Desinteressiert schaue ich nach draußen.Selbst der Winter kann aus der grauen Hauptstadt nichts besonderes machen…Oder? Ich ziehe den Sessel so leise wie möglich näher zum Fenster hin. Man mag den Eindruck haben, dass Berlin nie schläft, aber jetzt ist unsere Nebenstraße von vollständiger, fast festlicher Ruhe erfüllt.
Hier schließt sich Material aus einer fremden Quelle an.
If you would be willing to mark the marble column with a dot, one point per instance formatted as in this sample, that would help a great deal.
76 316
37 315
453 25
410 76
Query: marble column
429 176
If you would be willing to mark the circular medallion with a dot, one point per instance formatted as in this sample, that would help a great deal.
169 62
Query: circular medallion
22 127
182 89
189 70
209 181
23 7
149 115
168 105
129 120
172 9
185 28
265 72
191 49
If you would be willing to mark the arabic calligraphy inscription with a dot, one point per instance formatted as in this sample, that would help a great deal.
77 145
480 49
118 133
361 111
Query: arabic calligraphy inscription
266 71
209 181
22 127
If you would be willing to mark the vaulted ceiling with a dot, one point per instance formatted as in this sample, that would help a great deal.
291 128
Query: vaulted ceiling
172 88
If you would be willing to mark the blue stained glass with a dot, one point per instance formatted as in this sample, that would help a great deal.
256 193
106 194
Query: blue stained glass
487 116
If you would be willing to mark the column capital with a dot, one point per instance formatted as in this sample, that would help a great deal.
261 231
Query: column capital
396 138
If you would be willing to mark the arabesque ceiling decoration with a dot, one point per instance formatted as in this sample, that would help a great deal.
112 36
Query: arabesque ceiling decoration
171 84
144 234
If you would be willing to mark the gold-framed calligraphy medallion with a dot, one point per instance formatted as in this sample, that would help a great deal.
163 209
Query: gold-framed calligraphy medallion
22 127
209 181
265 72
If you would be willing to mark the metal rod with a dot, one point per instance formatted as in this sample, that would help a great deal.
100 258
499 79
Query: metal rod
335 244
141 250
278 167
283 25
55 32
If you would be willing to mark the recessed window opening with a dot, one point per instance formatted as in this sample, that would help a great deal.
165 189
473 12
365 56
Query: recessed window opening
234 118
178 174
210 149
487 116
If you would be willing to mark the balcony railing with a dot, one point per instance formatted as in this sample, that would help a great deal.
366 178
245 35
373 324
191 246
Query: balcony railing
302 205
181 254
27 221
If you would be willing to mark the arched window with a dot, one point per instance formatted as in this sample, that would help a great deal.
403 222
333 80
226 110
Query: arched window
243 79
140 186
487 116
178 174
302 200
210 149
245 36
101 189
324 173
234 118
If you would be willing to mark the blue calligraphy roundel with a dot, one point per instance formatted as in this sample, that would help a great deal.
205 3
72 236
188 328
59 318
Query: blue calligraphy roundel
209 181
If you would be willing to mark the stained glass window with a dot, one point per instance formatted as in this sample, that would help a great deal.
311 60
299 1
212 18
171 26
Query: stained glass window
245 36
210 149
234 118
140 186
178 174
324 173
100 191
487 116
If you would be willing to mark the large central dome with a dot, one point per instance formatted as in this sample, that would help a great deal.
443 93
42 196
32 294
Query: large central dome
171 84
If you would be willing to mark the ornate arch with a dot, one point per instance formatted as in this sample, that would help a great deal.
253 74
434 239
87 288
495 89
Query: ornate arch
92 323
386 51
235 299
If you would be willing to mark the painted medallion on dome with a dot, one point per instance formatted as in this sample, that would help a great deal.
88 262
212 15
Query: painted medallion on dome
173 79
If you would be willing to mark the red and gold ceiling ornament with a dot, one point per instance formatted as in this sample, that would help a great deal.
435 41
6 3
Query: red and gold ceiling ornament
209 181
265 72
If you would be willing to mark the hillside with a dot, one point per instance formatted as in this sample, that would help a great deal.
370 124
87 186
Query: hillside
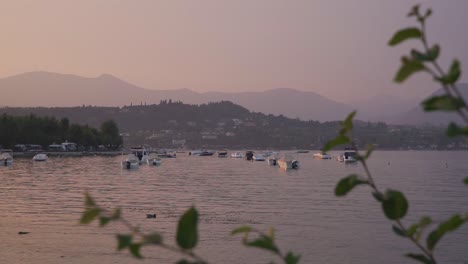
227 125
62 90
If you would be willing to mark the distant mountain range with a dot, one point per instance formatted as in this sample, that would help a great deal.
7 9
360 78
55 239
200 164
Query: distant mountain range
65 90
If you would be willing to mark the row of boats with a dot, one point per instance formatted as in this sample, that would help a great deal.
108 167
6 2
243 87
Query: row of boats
6 159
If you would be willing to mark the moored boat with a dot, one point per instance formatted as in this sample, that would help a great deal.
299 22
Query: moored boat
40 157
130 162
288 162
237 155
321 155
6 159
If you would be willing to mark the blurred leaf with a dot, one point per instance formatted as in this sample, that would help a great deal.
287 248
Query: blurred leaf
187 229
405 34
291 258
431 54
240 230
398 231
339 140
443 103
135 250
369 150
123 241
450 225
453 130
89 215
103 220
152 238
419 257
347 184
89 202
263 242
414 11
378 196
394 205
407 68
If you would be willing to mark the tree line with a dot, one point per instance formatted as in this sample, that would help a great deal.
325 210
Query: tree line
44 131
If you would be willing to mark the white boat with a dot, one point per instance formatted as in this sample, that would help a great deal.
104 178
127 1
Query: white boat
258 157
40 157
237 155
6 159
130 162
321 155
287 162
140 153
153 160
272 161
222 154
348 156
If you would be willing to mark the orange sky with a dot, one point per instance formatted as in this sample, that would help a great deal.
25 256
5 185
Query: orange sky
335 48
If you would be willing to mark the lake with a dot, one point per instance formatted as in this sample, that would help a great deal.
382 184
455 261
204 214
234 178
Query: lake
46 199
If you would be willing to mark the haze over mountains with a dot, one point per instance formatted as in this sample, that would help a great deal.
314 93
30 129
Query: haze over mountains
62 90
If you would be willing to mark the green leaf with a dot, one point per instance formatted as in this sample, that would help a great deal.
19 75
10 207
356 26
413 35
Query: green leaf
152 238
187 229
241 230
419 257
123 241
263 242
394 205
347 184
291 258
103 220
89 215
339 140
408 67
89 202
378 196
442 103
450 225
414 11
135 250
453 130
398 231
405 34
431 55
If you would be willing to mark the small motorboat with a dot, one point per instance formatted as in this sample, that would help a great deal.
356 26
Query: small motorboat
153 160
321 155
348 156
40 157
272 161
237 155
258 157
287 163
140 153
6 159
130 162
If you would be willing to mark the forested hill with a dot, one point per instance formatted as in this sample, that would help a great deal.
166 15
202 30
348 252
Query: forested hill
227 125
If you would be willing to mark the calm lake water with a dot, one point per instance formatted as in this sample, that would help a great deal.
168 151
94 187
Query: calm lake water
46 199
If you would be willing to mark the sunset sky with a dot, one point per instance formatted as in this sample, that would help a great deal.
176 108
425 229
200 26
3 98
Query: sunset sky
335 48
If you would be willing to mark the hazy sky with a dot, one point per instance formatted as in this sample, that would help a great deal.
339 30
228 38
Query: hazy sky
335 48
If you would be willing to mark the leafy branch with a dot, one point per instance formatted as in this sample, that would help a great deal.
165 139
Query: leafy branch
394 203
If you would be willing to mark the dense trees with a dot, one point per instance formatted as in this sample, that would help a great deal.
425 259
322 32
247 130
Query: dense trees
44 131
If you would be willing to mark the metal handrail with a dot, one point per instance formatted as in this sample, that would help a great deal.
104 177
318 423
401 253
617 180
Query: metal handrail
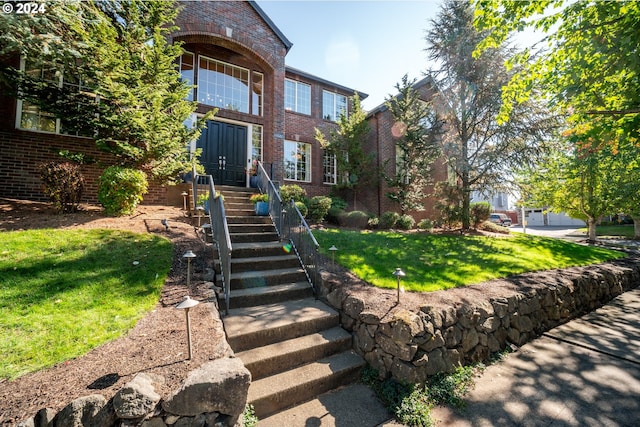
219 232
292 228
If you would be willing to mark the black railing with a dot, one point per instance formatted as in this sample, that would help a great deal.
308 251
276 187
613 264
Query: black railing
219 228
292 228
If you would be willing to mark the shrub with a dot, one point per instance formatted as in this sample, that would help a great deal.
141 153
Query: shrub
354 219
293 191
121 189
405 222
63 183
334 215
388 220
480 212
319 207
425 224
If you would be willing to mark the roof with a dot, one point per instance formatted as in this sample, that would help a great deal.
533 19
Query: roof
271 25
325 82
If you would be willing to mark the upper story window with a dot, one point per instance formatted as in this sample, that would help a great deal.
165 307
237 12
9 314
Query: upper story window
333 105
31 117
297 97
297 161
223 85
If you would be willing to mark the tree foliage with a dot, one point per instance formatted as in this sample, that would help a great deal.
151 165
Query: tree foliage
416 130
479 150
132 102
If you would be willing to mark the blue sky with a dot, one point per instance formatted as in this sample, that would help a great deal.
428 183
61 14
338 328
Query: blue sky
367 45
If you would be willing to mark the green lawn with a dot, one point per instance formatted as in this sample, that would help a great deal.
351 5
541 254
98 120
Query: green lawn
434 262
64 292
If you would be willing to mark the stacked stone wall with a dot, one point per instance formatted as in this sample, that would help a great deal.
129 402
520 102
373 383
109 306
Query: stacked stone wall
462 326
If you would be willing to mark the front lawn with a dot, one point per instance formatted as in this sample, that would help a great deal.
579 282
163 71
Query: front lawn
433 262
65 292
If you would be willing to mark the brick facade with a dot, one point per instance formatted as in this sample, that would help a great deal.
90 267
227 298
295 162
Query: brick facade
237 33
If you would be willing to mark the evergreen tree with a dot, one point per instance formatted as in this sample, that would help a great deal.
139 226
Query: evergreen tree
416 130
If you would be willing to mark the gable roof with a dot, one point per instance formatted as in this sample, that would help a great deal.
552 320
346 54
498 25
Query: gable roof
271 25
325 82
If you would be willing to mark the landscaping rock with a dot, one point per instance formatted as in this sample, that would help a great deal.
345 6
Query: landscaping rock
218 386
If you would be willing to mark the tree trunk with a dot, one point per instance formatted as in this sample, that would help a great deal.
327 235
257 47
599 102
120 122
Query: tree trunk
591 224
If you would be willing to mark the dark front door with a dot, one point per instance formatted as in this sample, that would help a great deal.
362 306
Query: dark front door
224 152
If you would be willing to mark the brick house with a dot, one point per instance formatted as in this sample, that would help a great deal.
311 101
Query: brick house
235 56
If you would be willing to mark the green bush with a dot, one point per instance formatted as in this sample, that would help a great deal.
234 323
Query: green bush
292 191
388 220
302 208
405 222
63 183
334 214
354 219
121 189
480 212
425 224
319 207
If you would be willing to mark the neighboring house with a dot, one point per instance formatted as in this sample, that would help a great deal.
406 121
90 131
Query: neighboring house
235 57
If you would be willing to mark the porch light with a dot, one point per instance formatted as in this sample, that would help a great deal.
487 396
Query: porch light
189 255
185 305
398 273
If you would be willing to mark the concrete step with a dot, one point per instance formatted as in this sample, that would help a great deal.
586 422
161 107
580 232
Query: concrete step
239 265
277 392
254 327
249 219
253 237
256 249
261 278
273 359
269 294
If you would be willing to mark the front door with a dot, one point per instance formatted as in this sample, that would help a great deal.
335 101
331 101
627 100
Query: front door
224 152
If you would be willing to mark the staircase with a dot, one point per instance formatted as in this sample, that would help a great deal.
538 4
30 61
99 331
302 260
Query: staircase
291 343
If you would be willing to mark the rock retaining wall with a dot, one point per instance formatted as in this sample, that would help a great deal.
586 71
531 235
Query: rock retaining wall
214 395
438 331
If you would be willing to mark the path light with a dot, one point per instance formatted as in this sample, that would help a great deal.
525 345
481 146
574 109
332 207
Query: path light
185 305
333 250
399 273
189 255
184 200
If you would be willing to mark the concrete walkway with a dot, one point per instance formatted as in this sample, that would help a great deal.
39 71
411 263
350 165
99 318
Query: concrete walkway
583 373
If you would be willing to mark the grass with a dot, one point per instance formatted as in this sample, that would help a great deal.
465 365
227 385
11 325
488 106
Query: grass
65 292
435 262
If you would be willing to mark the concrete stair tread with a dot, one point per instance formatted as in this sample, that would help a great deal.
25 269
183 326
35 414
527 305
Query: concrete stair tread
291 347
268 394
235 293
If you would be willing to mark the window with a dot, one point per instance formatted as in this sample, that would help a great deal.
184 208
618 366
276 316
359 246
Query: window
329 168
29 116
297 161
186 70
333 105
256 93
297 97
223 85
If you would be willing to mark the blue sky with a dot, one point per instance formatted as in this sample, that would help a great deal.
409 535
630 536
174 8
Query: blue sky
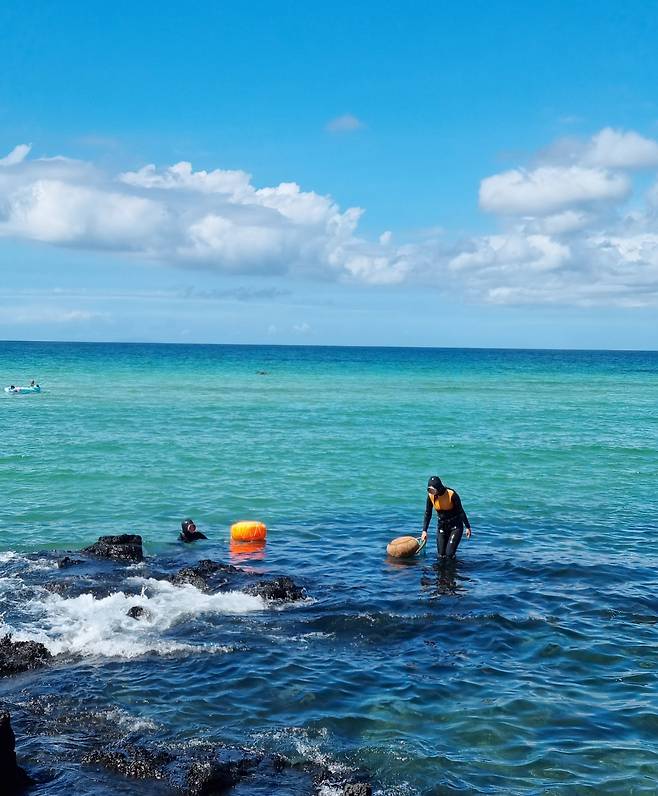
375 173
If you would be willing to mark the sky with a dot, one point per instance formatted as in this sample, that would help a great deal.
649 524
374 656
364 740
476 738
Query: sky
415 174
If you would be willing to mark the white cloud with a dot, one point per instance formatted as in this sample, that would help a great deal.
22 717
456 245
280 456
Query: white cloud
347 123
567 232
17 155
616 149
40 314
548 189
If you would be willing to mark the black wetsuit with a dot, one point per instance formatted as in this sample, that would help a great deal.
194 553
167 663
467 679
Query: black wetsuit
451 524
191 537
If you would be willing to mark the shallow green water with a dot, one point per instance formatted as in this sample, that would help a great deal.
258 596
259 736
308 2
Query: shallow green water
527 667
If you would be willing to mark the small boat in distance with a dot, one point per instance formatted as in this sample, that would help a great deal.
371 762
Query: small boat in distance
22 390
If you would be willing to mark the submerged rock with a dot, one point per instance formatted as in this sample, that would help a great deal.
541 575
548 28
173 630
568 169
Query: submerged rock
67 561
14 778
283 589
125 547
357 789
205 575
206 777
202 772
139 612
21 656
57 587
130 761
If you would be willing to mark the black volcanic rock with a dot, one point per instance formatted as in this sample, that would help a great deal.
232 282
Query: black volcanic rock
14 778
125 547
284 589
130 761
357 789
204 778
205 575
138 612
67 561
21 656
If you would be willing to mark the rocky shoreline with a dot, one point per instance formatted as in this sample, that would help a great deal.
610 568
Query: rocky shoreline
199 770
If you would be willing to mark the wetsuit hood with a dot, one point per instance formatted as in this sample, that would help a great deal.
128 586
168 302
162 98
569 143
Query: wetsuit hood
437 483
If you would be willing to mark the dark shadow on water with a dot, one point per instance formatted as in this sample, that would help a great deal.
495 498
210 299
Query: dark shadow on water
445 578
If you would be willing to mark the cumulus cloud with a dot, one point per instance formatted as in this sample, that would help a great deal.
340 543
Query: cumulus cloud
40 314
548 189
617 149
571 229
347 123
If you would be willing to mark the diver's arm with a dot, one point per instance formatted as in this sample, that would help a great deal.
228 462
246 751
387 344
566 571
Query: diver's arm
427 517
457 502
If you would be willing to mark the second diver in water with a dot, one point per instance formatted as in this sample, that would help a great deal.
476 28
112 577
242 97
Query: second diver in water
452 519
189 532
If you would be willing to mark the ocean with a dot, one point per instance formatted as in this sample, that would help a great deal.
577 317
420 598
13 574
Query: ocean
527 666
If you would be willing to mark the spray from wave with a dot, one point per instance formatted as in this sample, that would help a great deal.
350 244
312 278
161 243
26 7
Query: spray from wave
101 627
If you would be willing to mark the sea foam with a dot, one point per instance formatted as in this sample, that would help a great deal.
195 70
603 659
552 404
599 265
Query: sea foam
100 627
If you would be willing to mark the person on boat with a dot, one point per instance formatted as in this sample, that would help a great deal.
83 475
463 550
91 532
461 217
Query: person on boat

Es ist spät, schon fast eins und erst vor wenigen Minuten haben die Schneeflocken ihren schier unendlichen Weg zur Erde beendet. Über den deutlichen Autoreifen- und Fußspuren im weißgrauen Nichts liegt eine feine Schneeschicht, die das Grau des auspuffgeschwärzten Schnees nur leicht hindurch schimmern lässt. Auch das Dach unserer Nachbarhauses, welches dank seiner Form besser in eine friedliche Landschaftsidylle als in eine Stadt gepasst hätte, ist vollständig zugeschneit und die weiße Decke ist unberührt. Kein Vogel und kein Staubwölkchen hat sich darauf niedergelassen und trotz der Tatsache, dass ich das Ächzen der Dachziegel fast über die Straße und durch das geschlossene Fenster hören kann, hat sich noch kein Teil der Masse dazu entschlossen, vom Dach in den ebenfalls verschneiten Vorgarten des Grundstückes zu rutschen, nur um dort noch mehr Arbeit für die sowieso schon unterbezahlten schneeschippenden Nachbarskinder zu verursachen.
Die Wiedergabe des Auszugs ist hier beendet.